In the aggregate, neither inspires much confidence heading into a potential playoff showdown with, say, the high-flying Edmonton Oilers. That’s despite the Kraken being one of the stingiest defensive teams at even strength. According to Natural Stat Trick, the Kraken rank 13th or higher in terms of shots, scoring chances, high-danger chances, and expected goals against per 60 minutes at 5-on-5.
For all intents and purposes, those are above-average defensive rates and should have the Kraken sitting higher than 18th in goals against per 60 and 28th in team SV% in all situations.
The team’s red-hot finishing (first in all-situations shooting percentage) has masked some of their goaltending deficiencies, but things could get dark once the scoring inevitably cools down.
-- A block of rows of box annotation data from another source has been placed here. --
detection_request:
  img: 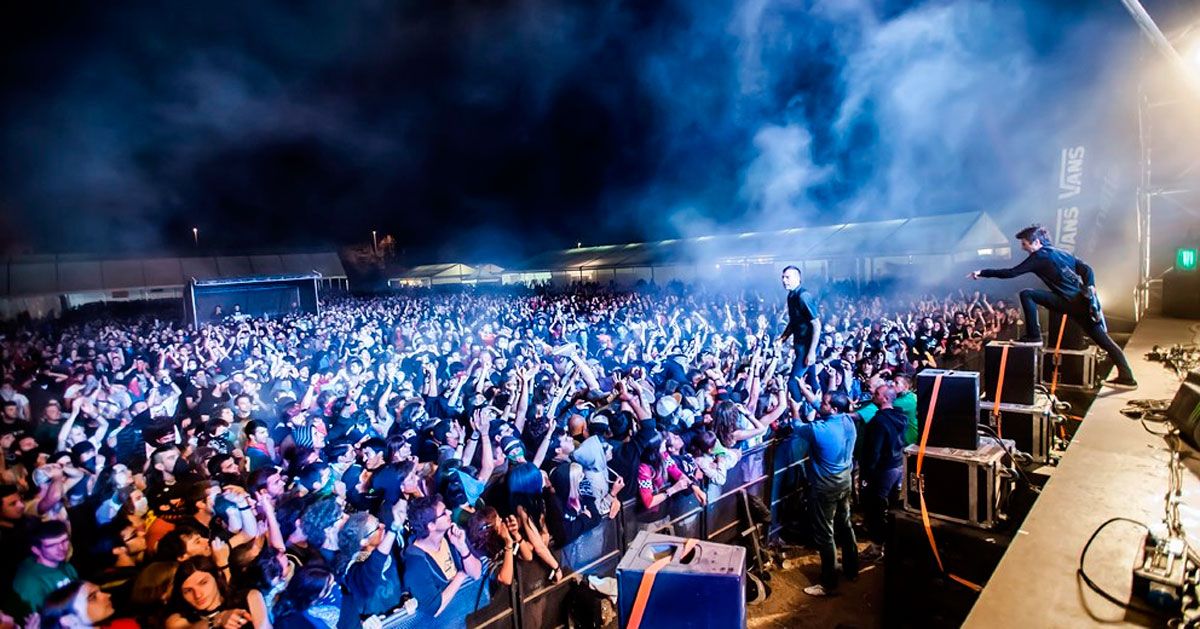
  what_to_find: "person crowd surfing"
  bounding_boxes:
[968,223,1138,390]
[0,273,1089,629]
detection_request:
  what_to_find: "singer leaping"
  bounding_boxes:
[967,223,1138,389]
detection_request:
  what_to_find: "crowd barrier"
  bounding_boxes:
[467,437,805,629]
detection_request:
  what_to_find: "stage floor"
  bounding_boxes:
[965,318,1200,628]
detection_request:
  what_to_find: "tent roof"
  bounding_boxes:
[0,252,346,296]
[392,262,504,280]
[518,211,1008,270]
They’ve done well to all but pencil themselves into a Western Conference playoff spot, but that’s only one piece of the Stanley Cup puzzle.
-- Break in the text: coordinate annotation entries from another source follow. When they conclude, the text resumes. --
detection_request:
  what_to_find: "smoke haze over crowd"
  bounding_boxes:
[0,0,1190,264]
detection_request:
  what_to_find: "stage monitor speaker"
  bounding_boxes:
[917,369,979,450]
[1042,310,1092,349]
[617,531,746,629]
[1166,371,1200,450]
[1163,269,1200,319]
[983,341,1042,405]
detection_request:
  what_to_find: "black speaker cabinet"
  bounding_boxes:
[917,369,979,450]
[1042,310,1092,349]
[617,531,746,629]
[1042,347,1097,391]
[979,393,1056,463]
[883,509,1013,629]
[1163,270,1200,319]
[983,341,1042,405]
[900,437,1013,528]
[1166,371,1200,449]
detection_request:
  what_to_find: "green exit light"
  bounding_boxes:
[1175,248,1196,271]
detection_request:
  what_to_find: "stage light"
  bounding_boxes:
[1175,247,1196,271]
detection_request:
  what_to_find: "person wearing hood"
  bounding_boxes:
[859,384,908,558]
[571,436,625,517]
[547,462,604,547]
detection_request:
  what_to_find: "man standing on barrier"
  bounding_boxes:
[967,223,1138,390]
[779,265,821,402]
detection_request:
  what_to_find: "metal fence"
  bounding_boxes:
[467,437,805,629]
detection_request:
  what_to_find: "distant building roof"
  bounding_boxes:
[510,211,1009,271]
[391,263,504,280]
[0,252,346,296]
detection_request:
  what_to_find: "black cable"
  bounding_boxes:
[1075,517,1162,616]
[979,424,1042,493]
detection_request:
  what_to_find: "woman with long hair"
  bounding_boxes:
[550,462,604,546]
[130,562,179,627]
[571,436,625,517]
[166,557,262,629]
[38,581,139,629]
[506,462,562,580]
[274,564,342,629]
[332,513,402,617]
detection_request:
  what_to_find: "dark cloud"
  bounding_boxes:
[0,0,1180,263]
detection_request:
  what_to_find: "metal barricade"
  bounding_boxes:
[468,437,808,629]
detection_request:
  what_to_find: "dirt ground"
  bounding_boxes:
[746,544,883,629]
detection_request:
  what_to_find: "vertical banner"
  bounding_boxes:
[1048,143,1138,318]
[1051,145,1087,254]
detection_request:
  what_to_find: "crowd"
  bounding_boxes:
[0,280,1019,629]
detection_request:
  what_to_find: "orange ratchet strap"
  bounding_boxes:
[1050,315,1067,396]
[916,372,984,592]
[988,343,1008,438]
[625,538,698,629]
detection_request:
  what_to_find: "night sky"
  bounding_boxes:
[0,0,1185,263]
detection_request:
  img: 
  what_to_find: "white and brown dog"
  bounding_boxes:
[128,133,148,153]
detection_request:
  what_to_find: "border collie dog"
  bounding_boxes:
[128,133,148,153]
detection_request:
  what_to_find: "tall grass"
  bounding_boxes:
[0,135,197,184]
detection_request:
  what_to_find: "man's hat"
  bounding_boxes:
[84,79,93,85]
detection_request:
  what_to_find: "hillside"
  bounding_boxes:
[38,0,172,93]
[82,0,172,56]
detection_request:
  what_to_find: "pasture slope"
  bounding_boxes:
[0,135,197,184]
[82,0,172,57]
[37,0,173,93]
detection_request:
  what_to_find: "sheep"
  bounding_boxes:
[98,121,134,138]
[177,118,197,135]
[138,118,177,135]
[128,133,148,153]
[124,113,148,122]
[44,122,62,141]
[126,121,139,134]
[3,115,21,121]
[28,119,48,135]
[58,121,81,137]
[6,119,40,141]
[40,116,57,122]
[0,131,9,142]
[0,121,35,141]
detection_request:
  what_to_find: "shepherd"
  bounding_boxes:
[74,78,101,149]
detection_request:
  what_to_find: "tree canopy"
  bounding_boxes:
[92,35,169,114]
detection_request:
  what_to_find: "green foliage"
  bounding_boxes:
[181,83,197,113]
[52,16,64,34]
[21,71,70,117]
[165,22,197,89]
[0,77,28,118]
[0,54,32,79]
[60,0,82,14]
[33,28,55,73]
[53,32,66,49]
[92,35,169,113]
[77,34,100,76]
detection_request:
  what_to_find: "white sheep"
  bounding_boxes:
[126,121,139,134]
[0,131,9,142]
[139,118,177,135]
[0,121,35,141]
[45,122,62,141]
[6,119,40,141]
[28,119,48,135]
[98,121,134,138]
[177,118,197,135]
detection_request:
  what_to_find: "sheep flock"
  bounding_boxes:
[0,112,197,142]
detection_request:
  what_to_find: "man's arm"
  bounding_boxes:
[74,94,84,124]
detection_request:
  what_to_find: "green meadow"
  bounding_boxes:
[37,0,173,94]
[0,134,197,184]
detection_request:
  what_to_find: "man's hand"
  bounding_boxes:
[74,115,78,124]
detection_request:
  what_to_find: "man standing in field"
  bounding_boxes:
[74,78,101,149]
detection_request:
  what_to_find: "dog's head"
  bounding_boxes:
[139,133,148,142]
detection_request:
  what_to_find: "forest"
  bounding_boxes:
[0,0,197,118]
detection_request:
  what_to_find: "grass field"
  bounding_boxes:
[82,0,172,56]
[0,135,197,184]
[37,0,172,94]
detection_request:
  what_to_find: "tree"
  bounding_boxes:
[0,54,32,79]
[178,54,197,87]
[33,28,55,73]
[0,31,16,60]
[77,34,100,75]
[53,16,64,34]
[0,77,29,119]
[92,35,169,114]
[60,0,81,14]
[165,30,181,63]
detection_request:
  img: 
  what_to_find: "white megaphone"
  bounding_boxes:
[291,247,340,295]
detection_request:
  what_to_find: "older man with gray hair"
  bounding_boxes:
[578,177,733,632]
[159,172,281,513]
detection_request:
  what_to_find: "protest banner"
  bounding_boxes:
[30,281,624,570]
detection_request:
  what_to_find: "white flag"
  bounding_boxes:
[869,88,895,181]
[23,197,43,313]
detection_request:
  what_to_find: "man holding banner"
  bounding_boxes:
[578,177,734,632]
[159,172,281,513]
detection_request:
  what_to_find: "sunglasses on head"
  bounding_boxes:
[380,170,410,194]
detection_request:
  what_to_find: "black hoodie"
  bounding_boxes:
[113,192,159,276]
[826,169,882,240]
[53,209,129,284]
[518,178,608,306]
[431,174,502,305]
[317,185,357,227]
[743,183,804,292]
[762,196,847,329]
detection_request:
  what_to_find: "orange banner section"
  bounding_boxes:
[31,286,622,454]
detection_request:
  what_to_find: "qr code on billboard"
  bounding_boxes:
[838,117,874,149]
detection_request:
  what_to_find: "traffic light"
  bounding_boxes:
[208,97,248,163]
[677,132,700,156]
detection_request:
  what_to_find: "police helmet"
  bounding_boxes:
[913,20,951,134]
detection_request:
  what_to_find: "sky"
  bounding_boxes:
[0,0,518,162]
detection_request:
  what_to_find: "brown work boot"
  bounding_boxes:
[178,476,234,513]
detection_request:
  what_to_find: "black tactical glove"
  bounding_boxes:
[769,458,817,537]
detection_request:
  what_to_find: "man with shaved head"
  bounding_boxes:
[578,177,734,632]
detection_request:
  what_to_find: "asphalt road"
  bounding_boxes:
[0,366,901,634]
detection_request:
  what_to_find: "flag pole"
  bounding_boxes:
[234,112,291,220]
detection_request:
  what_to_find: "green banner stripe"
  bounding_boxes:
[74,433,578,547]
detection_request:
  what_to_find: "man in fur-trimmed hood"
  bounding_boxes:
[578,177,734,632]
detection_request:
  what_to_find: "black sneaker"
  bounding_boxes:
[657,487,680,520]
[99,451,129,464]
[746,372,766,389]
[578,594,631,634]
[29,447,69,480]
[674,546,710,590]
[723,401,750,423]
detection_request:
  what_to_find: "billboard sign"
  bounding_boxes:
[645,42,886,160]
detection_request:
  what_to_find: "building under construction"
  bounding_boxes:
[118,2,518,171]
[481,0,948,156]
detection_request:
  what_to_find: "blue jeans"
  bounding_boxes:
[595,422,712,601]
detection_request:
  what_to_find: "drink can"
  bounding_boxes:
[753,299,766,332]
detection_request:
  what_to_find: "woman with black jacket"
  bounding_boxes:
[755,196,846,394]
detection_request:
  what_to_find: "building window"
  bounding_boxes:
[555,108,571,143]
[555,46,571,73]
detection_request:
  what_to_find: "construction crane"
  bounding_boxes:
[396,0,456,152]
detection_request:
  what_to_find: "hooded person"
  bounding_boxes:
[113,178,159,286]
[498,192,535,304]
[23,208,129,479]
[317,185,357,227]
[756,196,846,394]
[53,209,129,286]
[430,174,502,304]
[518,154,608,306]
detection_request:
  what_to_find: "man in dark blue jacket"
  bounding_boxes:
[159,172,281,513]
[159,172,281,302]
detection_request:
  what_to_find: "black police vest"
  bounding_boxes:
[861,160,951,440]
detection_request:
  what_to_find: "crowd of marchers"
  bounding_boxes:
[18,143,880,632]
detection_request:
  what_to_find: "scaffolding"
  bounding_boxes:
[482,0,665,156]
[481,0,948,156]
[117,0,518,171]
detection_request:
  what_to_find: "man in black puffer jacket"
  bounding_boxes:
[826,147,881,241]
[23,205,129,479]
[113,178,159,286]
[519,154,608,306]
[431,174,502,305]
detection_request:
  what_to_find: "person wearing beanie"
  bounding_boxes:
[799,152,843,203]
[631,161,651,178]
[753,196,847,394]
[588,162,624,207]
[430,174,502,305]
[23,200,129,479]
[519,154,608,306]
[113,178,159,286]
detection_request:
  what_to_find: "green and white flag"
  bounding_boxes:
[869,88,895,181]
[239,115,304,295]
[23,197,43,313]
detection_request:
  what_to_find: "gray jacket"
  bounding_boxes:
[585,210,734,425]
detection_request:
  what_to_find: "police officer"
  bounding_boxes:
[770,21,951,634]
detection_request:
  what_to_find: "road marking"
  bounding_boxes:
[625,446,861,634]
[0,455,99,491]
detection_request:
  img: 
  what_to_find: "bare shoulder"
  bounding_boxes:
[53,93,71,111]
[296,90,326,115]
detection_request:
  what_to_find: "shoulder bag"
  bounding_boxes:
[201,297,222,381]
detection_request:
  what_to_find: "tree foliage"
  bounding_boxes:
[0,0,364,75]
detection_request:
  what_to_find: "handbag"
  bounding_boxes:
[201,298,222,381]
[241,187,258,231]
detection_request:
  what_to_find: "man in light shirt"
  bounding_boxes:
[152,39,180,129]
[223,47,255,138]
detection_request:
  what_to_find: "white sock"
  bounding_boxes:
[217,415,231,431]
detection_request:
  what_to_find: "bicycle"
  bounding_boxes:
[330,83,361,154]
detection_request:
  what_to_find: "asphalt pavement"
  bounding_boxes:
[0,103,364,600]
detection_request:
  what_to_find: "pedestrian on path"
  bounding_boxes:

Unfortunately, the Kraken have little recourse even if they wish to address their issues in net. With the dearth of quality options available at the deadline, the complicated cap maneuvering required to fit in more salary with a stagnant cap, and Grubauer’s sizeable cap commitment, there appears to be nowhere to turn for relief.
Kraken Set in the Crease…For Now
Even if Grubauer’s recent showings have instilled greater confidence in his ability to consistently perform at the level expected of the 10th-highest-paid goaltender in the NHL, such output is anything but guaranteed in the long term.
The 2023 NHL Trade Deadline (March 3rd) is fast approaching, and the organization possesses the assets to make a splash if so inclined. If the Kraken hope to make a deep playoff run in their first postseason outing, solidifying the crease is a must.
The team’s defensive backbone is sturdy enough to shelter any caliber of goalies, but having a strong netminder helps alleviate many teamwide issues. It could also allow the Kraken to bolster other areas of the lineup, such as adding a truly elite attacking talent to a solid but unspectacular forward group.
General manager Ron Francis and his support staff must weigh several options ranging from standing pat to parting ways with valuable assets at the deadline. The question remains – can they trust Grubauer (or Jones) to stand tall when it matters most?